From Estelo Padron, the master cigar maker of brands like El Rey del Mundo and Hoyo de Monterrey, comes this Honduran made Sancho Panza. The original was (and still is) a Havana label that began production in 1852. The Honduran Sancho Panza debuted in 2000 and since then has spawned acouple of extensions — the Double Maduro (in 2002) and the Extra Fuerte (in 2004.)
This is the original variety with a dark Connecticut Shade wrapper. I was surprised to learn that this is a shade wrapper because it isn’t the golden brown color that I would normally expect from this wrapper — it’s more of a colorado claro than a claro. The binder is more Connecticut, but this time broadleaf, and the filler is a blend of piloto cubano from the Dominican Republic and two other leaves from Honduras and Nicaragua.

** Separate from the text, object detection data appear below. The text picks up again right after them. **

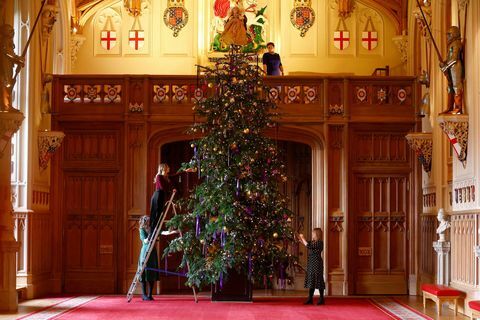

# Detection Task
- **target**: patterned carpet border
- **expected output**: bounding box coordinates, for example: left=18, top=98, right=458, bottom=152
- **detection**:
left=17, top=296, right=99, bottom=320
left=371, top=298, right=433, bottom=320
left=17, top=296, right=433, bottom=320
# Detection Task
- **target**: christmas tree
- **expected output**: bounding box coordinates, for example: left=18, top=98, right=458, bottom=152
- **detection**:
left=165, top=47, right=294, bottom=287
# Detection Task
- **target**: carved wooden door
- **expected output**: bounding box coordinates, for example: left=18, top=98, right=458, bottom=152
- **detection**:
left=63, top=173, right=118, bottom=293
left=349, top=130, right=411, bottom=294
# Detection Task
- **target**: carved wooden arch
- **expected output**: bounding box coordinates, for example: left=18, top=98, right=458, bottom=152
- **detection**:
left=361, top=0, right=408, bottom=34
left=146, top=125, right=327, bottom=235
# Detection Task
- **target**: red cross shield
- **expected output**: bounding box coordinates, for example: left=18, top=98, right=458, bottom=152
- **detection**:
left=333, top=31, right=350, bottom=50
left=362, top=31, right=378, bottom=50
left=128, top=30, right=145, bottom=50
left=100, top=30, right=117, bottom=50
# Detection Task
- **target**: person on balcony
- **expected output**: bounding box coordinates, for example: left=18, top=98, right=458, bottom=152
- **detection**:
left=262, top=42, right=284, bottom=76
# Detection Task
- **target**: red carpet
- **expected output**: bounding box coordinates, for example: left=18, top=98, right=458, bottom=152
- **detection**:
left=19, top=296, right=429, bottom=320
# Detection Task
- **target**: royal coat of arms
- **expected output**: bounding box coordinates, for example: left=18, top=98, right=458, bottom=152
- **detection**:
left=100, top=30, right=117, bottom=50
left=100, top=16, right=117, bottom=51
left=290, top=0, right=315, bottom=37
left=362, top=17, right=378, bottom=51
left=333, top=17, right=350, bottom=50
left=163, top=0, right=188, bottom=37
left=211, top=0, right=268, bottom=52
left=128, top=30, right=145, bottom=50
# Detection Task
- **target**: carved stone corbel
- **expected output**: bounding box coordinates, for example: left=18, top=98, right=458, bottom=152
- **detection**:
left=70, top=33, right=87, bottom=68
left=437, top=114, right=468, bottom=167
left=0, top=109, right=25, bottom=158
left=405, top=132, right=433, bottom=174
left=38, top=131, right=65, bottom=170
left=42, top=4, right=58, bottom=42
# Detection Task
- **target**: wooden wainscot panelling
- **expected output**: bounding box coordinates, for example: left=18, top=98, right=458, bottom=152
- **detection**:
left=450, top=214, right=479, bottom=289
left=64, top=173, right=119, bottom=293
left=53, top=75, right=124, bottom=120
left=327, top=123, right=347, bottom=295
left=349, top=77, right=415, bottom=123
left=349, top=126, right=413, bottom=294
left=52, top=75, right=418, bottom=294
left=419, top=215, right=438, bottom=283
left=14, top=211, right=52, bottom=299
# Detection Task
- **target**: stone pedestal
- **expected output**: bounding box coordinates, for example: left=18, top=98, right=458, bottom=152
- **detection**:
left=0, top=110, right=24, bottom=313
left=433, top=241, right=450, bottom=286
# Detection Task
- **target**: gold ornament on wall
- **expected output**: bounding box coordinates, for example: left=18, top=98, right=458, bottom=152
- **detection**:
left=123, top=0, right=142, bottom=17
left=437, top=114, right=468, bottom=168
left=38, top=131, right=65, bottom=170
left=290, top=0, right=315, bottom=37
left=337, top=0, right=355, bottom=19
left=405, top=132, right=433, bottom=175
left=163, top=0, right=188, bottom=37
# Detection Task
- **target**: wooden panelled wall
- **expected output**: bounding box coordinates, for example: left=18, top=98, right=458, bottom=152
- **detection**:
left=51, top=75, right=416, bottom=295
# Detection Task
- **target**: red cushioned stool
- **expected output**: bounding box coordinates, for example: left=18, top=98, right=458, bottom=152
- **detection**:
left=422, top=283, right=462, bottom=315
left=468, top=300, right=480, bottom=319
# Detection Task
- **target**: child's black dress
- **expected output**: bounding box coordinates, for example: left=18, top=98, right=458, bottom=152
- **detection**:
left=304, top=241, right=325, bottom=290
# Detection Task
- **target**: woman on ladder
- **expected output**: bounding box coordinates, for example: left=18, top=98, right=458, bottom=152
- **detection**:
left=138, top=216, right=159, bottom=301
left=150, top=163, right=171, bottom=230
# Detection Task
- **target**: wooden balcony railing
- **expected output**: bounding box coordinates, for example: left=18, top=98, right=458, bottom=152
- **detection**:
left=53, top=75, right=417, bottom=122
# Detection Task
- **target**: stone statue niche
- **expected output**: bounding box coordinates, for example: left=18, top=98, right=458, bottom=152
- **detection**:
left=440, top=26, right=465, bottom=114
left=0, top=24, right=25, bottom=111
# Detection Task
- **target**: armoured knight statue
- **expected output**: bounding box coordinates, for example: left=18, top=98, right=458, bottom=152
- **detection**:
left=440, top=26, right=464, bottom=114
left=0, top=24, right=24, bottom=111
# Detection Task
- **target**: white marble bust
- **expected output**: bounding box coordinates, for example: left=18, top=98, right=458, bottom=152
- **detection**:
left=437, top=208, right=450, bottom=242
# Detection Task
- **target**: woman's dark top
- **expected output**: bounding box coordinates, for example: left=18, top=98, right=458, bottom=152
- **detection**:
left=304, top=241, right=325, bottom=290
left=262, top=52, right=282, bottom=76
left=150, top=175, right=171, bottom=230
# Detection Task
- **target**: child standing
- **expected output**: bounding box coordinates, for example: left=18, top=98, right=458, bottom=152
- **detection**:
left=298, top=228, right=325, bottom=305
left=138, top=216, right=159, bottom=300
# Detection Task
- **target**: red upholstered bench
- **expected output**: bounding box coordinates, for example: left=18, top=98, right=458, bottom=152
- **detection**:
left=422, top=283, right=462, bottom=315
left=468, top=300, right=480, bottom=319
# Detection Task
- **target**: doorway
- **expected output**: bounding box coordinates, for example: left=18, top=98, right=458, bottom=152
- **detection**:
left=156, top=140, right=313, bottom=293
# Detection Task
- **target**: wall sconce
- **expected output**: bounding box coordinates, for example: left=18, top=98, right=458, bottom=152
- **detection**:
left=38, top=131, right=65, bottom=170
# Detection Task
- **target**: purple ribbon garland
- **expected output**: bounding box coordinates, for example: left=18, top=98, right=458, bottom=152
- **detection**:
left=280, top=264, right=287, bottom=289
left=165, top=255, right=168, bottom=274
left=193, top=145, right=200, bottom=179
left=195, top=214, right=200, bottom=238
left=248, top=252, right=253, bottom=280
left=220, top=230, right=226, bottom=248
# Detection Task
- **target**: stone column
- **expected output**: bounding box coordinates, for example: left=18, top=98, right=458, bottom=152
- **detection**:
left=433, top=240, right=450, bottom=286
left=0, top=110, right=24, bottom=313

Sancho Panza is of course Don Quixote’s sidekick in Cervantes’ story — the stout realist who comes to Quixote’s aid when the Don’s fantasies run away with him. Sancho is transformed in Don Quixote’s mind from a humble and obedient servant to a valiant squire. These delusions of grandeur must be the inspiration for the names of the cigars in this line: Glorioso, Primeroso, and this one, the Valiente, which at 5 1/4 x 50 is the line’s robusto model.
This robusto is slightly pressed and the wrapper is somewhat dry, with just a touch of oily sheen. The cap is applied well and cuts cleanly. I found no construction issues at all — nice draw, good even burn, and a solid ash from start to finish. It’s not a beeyooteefull cigar, but it performs well.
It starts up with a nice volume of mild bodied smoke that has a pleasant cocoa element. After a few minutes what is really striking here is the aroma — it’s quite sweet, almost candy-like, but not cloying like a flavored cigar. The finish is very short and there is almost no aftertaste. About half way through a smattering of pepper comes through on the palate and the taste becomes just a bit tannic, a little cardboard-y. And by the end what I’m getting is a mild-to-medium easygoing straightforward tobacco flavor.
The highlight of this smoke is the aroma — the dark shade grown wrapper leaf really shines through the mildness of this cigar. The standard line Sancho Panza would make a good mid-day or morning cigar, or a good change of pace for fans of mild bodied cigars — if you’re into Macanudo or Don Diego or any mild bodied cigar with a Connecticut Shade wrapper, this one is definitely worth a shot. You may find the Panza a little bit fuller in body than those, but certainly not heavy. At around 45 dollars a box, they’re also very affordable companions on your trek across La Mancha.